Review of the policy titled "Discharge Planning/Case Management" last revised 06/06 and submitted by the hospital as the one currently in use revealed..... III. Procedure B. ....medical social workers will screen all acute patients within forty-eight (48) hours of hospital admission. This screen will include an evaluation of the likelihood of a patient needing post-hospital services and of the availability of the services. The screen will also include an evaluation of the likelihood of a patient's capacity for self-care or of the possibility of the patient being cared for in the environment from which he/she entered the hospital. This screening process and discharge plan is documented by the patient's medical social worker and becomes part of the patient's medical record. C. If hospital personnel determine that further discharge planning evaluation is required (or if a discharge planning evaluation is requested as set forth in the policy statement above), one of the hospital's medical social workers will interview the patient or family/significant other in person (or by telephone as appropriate for a particular situation) and will arrange, coordinate, and document implementation of the patient's discharge plan".

Review of the documentation of the medical social worker used to assess those patients assessed by hospital personnel as "acute" and in need of a discharge evaluation includes the following information: relevant history; insurance info; living arrangements; mobility; ADL (Activities of Daily Living); Mental Status, Community Resources Used Prior to Admit; Post Acute Needs; and Final Discharge Plan/Disposition/Comment.

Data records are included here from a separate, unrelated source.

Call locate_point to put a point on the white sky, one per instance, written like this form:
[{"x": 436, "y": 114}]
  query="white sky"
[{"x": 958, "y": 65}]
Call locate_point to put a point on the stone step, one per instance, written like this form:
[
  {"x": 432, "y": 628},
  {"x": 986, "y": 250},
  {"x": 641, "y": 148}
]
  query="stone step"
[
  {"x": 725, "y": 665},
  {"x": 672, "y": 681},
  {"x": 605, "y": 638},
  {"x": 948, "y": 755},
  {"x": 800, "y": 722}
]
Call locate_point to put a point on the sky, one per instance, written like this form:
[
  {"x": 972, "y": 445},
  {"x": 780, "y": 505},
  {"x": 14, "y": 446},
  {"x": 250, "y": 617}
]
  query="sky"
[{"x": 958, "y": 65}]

In a face-to-face interview on 05/10/11 at 11:55am S8 Director of Case Management indicated the nursing staff performs an initial assessment and if the patient meets the criteria, the nurse will communicate to the Case Management/Social Service Department the need for further assessment. S 8 indicated a social worker will assess the patient and enter the information into a computerized charting system which is separate from nursing.

In a face-to-face interview on 05/10/11 at 1:25pm, Director of Critical Care S9 indicated daily multidisciplinary rounds are made in the ICU at the bedside and twice a week on the other units which take place in the unit conference rooms. Further S9 indicated each patient's needs are discussed by all disciplines in attendance; however no notes are taken and nothing is documented in the individual patient's chart.
VIOLATION: FORM AND RETENTION OF RECORDS Tag No: A0438
Based on observation and interview, the hospital failed to ensure medical records were properly filed and stored to be protected from water damage as evidenced by having medical records stored on open metal shelving in the medical record department and having 71 cardboard boxes of medical records stored on the floor in the medical record department. Findings:

Observation on 05/11/11 at 11:35am of the medical record department revealed the medical records were stored on open metal shelves that did not have a means of securing them from the possibility of water damage that could occur in the event the sprinkler system was activated. Further observation revealed 62 cardboard boxes of patient medical records were stacked on the floor adjacent to the file shelves, and 9 cardboard boxes of patient medical records were stacked on the floor in the front area of the medical record room where staff were working on patient medical record filing. Further observation revealed this area was also accessible to the sprinkler system.

In a face-to-face interview on 05/11/11 at 11:35am, Department Head of Health Information Management S26, RHIA, (Registered Health Information Administrator), confirmed the medical records were accessible to water damage in the event the sprinkler system was activated.